4. Ask people who are teasing how it would feel if they were the ones being teased.
5. Ask the person who's being left out or picked on to join you in an activity.
6. Let an adult know what's going on.
What other ideas can you come up with as a family?
Listening Is A Skill!
Howard B. Wigglebottom: Learns to Listen by Howard Binkow
Kindergartners are working with counselors this month on Listening. Listening is a skill that needs to be taught, practiced and learned rather than a behavior that we do or don't. Howard B. Wigglebottom is a silly bunny that Kindergartners relate well too. In this story, Howard finds that his day goes much better if he slows down and really listens to what his friends, teachers and parents are telling him.
Kindergartners learn that they listen with their whole body and they spend time practicing what this looks like and sounds like. For more information on Listening and/or Howard B. Wigglebottom (a bunny who goes on many adventures) check out the website: http://wedolisten.org/
Give Them A Chance
Enemy Pie by Derek Munson
How often do we judge something before we know anything about it? We do this with books ("don't judge a book by it's cover"), food, hobbies/sparks and even with people.
First Graders will be working with counselors this month on giving people a chance.
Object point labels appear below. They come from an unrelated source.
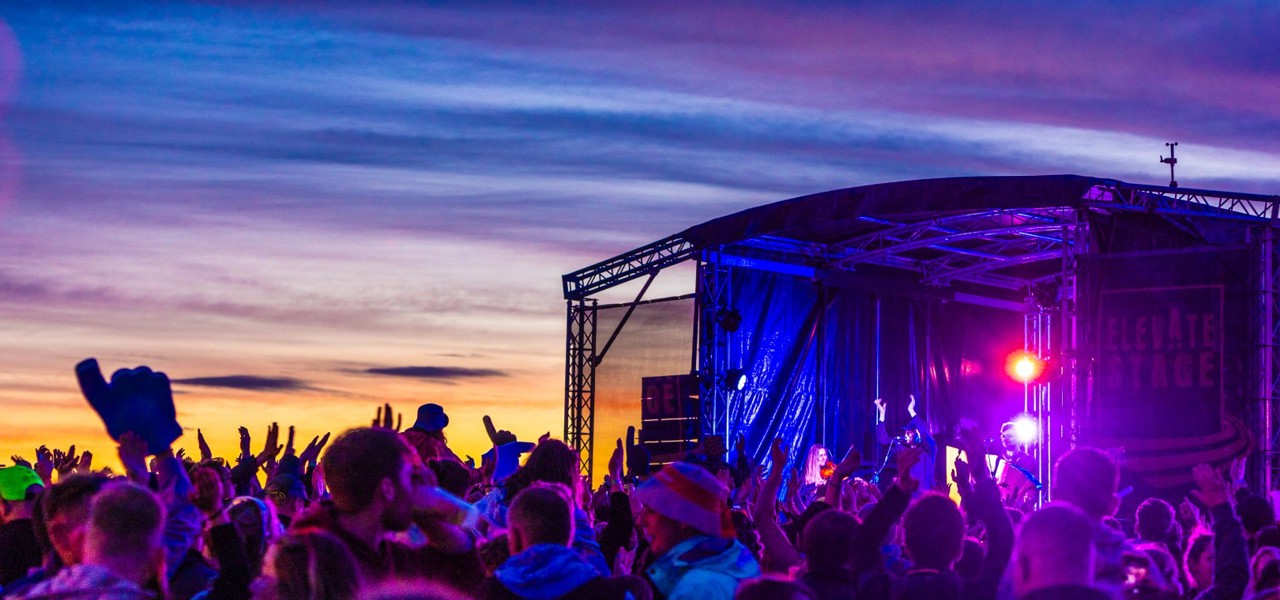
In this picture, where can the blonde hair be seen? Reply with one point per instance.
(813, 466)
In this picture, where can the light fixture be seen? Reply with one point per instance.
(735, 379)
(728, 319)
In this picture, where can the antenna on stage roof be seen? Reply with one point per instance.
(1171, 160)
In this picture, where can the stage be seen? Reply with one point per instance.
(1152, 310)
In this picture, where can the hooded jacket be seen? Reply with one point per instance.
(703, 568)
(86, 582)
(551, 571)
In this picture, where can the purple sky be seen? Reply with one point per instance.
(334, 205)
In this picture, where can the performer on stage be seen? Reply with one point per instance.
(813, 480)
(914, 434)
(1015, 489)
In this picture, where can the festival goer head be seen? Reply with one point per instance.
(1087, 479)
(1255, 513)
(773, 587)
(208, 493)
(827, 541)
(540, 514)
(1198, 563)
(1267, 536)
(1009, 436)
(257, 526)
(1015, 516)
(374, 470)
(814, 459)
(432, 418)
(19, 488)
(1054, 548)
(1265, 571)
(1155, 520)
(680, 502)
(67, 507)
(307, 564)
(933, 530)
(551, 462)
(124, 526)
(287, 493)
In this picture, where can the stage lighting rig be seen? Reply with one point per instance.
(1027, 367)
(735, 380)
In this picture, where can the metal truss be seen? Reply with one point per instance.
(1183, 201)
(1266, 323)
(627, 266)
(580, 381)
(713, 346)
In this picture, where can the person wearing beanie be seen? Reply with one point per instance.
(19, 550)
(426, 435)
(686, 520)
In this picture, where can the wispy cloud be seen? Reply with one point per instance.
(248, 383)
(437, 374)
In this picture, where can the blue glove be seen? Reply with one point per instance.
(137, 399)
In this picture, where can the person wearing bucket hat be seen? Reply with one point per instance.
(19, 550)
(686, 520)
(426, 435)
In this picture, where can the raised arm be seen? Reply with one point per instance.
(778, 550)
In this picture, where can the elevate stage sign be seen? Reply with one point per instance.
(1168, 335)
(670, 416)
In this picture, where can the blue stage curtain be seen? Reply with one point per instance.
(776, 347)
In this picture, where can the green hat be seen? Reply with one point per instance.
(14, 482)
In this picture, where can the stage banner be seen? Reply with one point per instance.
(1169, 342)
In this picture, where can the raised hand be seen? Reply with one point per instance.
(908, 458)
(960, 475)
(44, 466)
(205, 452)
(65, 462)
(246, 453)
(133, 456)
(778, 453)
(1214, 489)
(137, 399)
(270, 448)
(383, 420)
(311, 453)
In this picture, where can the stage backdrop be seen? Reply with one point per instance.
(1169, 338)
(819, 351)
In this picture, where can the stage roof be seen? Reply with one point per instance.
(1001, 233)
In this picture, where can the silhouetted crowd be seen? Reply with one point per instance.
(391, 513)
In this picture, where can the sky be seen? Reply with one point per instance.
(301, 210)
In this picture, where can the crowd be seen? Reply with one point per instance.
(397, 514)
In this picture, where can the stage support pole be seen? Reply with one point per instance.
(1265, 467)
(713, 347)
(580, 381)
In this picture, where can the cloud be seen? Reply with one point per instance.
(251, 383)
(440, 374)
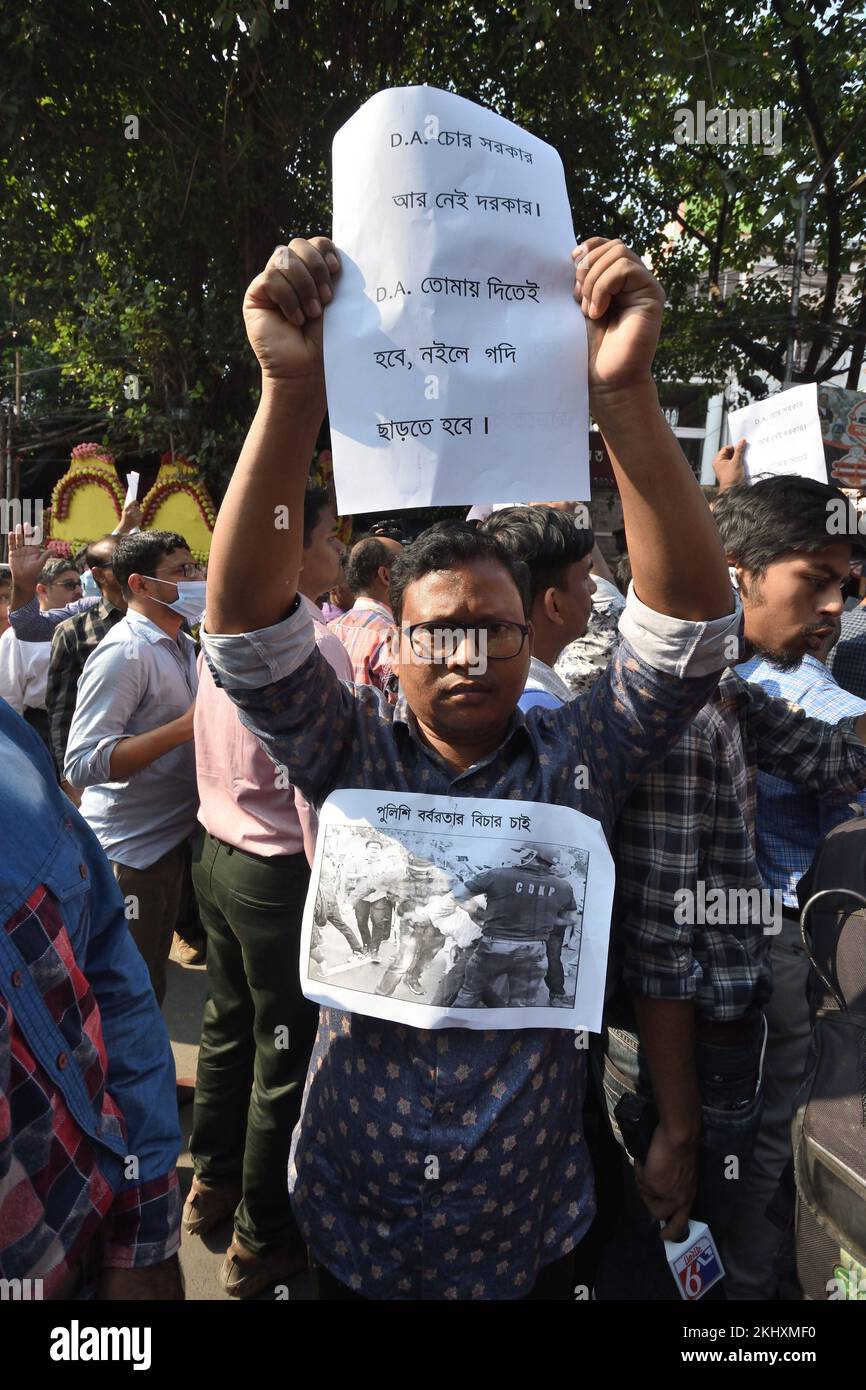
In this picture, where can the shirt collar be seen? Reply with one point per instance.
(406, 722)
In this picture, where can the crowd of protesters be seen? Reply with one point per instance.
(185, 729)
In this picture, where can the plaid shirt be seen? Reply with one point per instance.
(499, 1111)
(366, 631)
(86, 1076)
(71, 645)
(692, 820)
(791, 822)
(31, 624)
(847, 660)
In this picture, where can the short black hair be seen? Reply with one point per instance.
(546, 540)
(54, 566)
(141, 552)
(762, 521)
(93, 549)
(314, 502)
(622, 571)
(364, 559)
(445, 546)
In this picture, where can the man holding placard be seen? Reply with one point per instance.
(398, 1171)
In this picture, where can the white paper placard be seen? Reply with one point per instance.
(437, 911)
(783, 432)
(455, 352)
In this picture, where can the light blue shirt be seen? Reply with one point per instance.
(136, 680)
(791, 820)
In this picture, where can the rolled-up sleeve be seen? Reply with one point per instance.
(681, 648)
(291, 699)
(249, 660)
(109, 694)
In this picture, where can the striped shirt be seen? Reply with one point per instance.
(791, 819)
(366, 631)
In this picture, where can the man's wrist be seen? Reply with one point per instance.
(609, 405)
(683, 1132)
(22, 594)
(296, 398)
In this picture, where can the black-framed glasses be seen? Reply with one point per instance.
(439, 641)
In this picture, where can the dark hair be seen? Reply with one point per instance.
(314, 502)
(364, 559)
(141, 552)
(622, 573)
(92, 549)
(392, 530)
(546, 540)
(54, 566)
(445, 546)
(761, 521)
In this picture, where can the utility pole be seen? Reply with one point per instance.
(6, 462)
(805, 198)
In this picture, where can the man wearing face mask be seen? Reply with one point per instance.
(131, 742)
(75, 638)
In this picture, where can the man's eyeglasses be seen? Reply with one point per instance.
(439, 641)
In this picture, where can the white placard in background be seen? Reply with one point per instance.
(784, 434)
(455, 352)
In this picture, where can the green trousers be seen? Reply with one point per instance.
(256, 1036)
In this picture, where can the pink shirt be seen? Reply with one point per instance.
(243, 798)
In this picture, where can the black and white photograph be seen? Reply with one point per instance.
(441, 911)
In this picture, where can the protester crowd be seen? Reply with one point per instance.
(186, 727)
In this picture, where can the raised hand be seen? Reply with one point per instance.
(623, 305)
(729, 466)
(282, 310)
(25, 556)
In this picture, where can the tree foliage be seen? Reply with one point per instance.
(129, 255)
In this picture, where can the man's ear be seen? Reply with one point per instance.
(549, 605)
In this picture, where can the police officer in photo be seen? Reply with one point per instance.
(527, 904)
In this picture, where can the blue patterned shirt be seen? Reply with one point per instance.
(452, 1164)
(793, 820)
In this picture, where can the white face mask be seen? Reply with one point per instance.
(189, 602)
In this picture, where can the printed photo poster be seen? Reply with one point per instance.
(455, 352)
(843, 414)
(458, 912)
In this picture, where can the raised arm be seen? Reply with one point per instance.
(284, 321)
(676, 553)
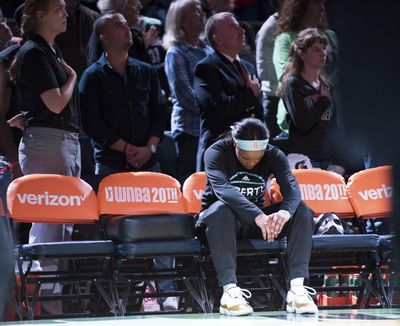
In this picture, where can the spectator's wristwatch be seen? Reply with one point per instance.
(153, 148)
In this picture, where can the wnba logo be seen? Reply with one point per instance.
(50, 200)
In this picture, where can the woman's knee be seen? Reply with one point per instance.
(220, 214)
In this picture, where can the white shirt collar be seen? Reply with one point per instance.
(231, 59)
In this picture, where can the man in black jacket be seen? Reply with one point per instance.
(225, 86)
(123, 108)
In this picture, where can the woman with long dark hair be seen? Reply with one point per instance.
(308, 98)
(295, 16)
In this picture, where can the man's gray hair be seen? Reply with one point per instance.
(212, 25)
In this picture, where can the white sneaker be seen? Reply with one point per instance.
(234, 303)
(299, 301)
(170, 304)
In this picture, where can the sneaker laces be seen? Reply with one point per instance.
(307, 291)
(238, 292)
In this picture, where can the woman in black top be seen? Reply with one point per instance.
(49, 103)
(307, 95)
(237, 170)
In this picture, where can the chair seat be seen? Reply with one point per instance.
(159, 248)
(68, 248)
(348, 242)
(261, 245)
(387, 242)
(157, 227)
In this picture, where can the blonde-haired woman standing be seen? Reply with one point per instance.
(184, 25)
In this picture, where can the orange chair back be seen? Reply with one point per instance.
(193, 189)
(51, 198)
(140, 193)
(324, 191)
(370, 192)
(1, 209)
(275, 192)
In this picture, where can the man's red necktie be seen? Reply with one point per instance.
(241, 70)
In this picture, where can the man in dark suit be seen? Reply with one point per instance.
(225, 86)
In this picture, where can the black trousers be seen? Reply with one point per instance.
(222, 228)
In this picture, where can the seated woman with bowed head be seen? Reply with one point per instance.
(237, 170)
(308, 98)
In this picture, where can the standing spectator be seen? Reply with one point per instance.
(9, 166)
(265, 40)
(237, 169)
(5, 32)
(130, 9)
(212, 7)
(295, 16)
(225, 86)
(46, 85)
(79, 28)
(125, 113)
(142, 42)
(184, 25)
(307, 95)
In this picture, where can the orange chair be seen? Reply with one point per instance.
(262, 251)
(144, 213)
(193, 189)
(370, 193)
(50, 198)
(325, 191)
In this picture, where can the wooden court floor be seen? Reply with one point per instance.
(368, 317)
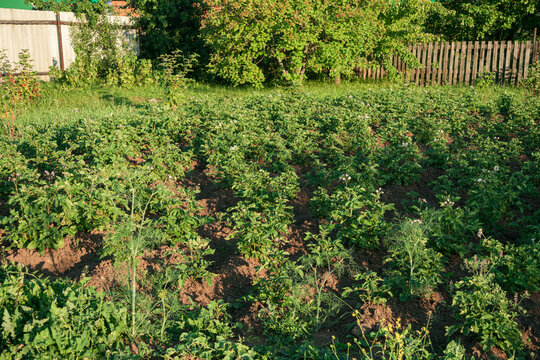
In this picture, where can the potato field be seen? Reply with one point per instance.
(355, 222)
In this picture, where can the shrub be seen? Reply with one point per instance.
(56, 319)
(484, 310)
(417, 267)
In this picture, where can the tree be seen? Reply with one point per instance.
(485, 19)
(169, 25)
(255, 40)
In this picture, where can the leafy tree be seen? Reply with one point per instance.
(252, 41)
(484, 19)
(169, 25)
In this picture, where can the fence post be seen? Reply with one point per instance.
(60, 46)
(535, 48)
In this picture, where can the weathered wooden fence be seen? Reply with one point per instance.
(47, 36)
(464, 62)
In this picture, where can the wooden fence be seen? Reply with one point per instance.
(464, 62)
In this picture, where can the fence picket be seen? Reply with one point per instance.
(508, 58)
(460, 62)
(528, 48)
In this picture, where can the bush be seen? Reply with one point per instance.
(47, 320)
(484, 309)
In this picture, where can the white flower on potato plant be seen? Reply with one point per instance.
(480, 232)
(447, 202)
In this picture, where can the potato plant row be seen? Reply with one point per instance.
(439, 187)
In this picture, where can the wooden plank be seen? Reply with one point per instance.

Enemy Pie (a student favorite) is a story all about having an enemy, the new boy who moved into the neighborhood. This enemy turns out to have the same interests, hobbies, and is even good at things the main character wishes he was good at. The best line in the story, "he wasn't being a very good enemy". WIth the help of Dad, an enemy is lost and a new friend is gained.
First Graders will get an opportunity to think about what qualities they think make a good friend, remembering to give someone a chance!
Teasing or Kidding?
Just Kidding by Trudy Ludwig
Second Graders are learning that our words are powerful and that words can hurt others. There are times that our intention is be playful and "kidding" but really we are teasing someone else. Counselors will be sharing the book Just Kidding with second graders to help with the conversation. Students will also work on being an Upstander: What should I do if I did tease someone instead of kidding OR what if I know that someone else is teasing instead of kidding.
Friendships = Give and Take
Yoon and the Jade Bracelet by Helen Recorvits
Third Graders are continuing to look at Upstander Behaviors as they discuss Friendship. Counselors are sharing the story Yoon and the Jade Bracelet (a student favorite) with third graders. In the story, Yoon really wants to jump rope and make some new friends. Yoon finds an older girl who is willing to play with her BUT only if she gives the girl her bracelet to wear and if she twirls the rope so the older girl can jump. Third graders relate well to this story, sharing about a friendship they have experienced that is one-sided.
Counselors are teaching students that friendships should be equal and that there should be give and take. Taking turns, finding activities that both people like to do are all important when building a friendship with someone.
Trouble Talk by Trudy Ludwig
Fourth and Fifth graders are continuing to talk about being an Upstander and Upstander Behaviors. Counselors are working with students this month on recognizing that words can hurt others. Students will learn about Trouble Talk: any kind of talk that leads to nothing but trouble. Examples of trouble talk are: teasing, gossiping, spreading rumors, lying, giving hurtful and/or unwanted advise to someone. Students will talk about how they can help stop Trouble Talk in their classrooms and amongst their friends.
In St. Louis Park...
Students, staff and even community members are learning
what it means to be an Upstander.
An Upstander is: a person who takes action particularly when the easiest or most acceptable course is to do nothing
An Upstander Pledge:
I will always:
Support those around me who are being bullied or victimized.
Tell a friend, teacher or parent when I see someone being bullied.
Ask myself, "How would I want to be treated?"
Note where and when bullying occurs.
Do something when I see someone being bullied - be an Upstander.
Understand why bullies bully.
Practice being a positive role model for my fellow students and share "Stand Up to Bullying" strategies with others.